Résultat ? Un père de famille dont le fils était un copain d’un gamin violé, a vu rouge quand il a cru reconnaître à Montreuil le « violeur des stades ». Placé en garde à vue, il nie être à l’origine du lynchage mais la victime affirme que c’est ce dernier qui l’a d’abord agressé en lui tirant dessus. D’après la police, le père de famille l’aurait poursuivi et blessé de deux coups de feu puis plusieurs dizaines de personnes se sont acharnées sur le Maghrébin qui s’exprime mal en Français et qui ne réside pas en France.

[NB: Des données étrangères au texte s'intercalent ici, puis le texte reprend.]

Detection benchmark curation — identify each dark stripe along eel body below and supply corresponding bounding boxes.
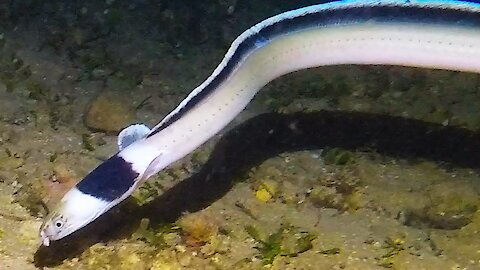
[40,0,480,245]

Coups de pied, coups de poing, insultes, les gens se sont déchaînés. La police, prévenue, est vite arrivée sur les lieux et un policier a déclaré : « si la patrouille était arrivée cinq minutes plus tard, les conséquences auraient pu être encore plus dramatiques ».
Quant au vrai suspect, il se nomme Halim Taguine et était recherché par la sûreté départementale. Il a été interpellé une semaine plus tard, le 19 mars.
La victime est traumatisée et subit trente jours d’interruption temporaire de travail.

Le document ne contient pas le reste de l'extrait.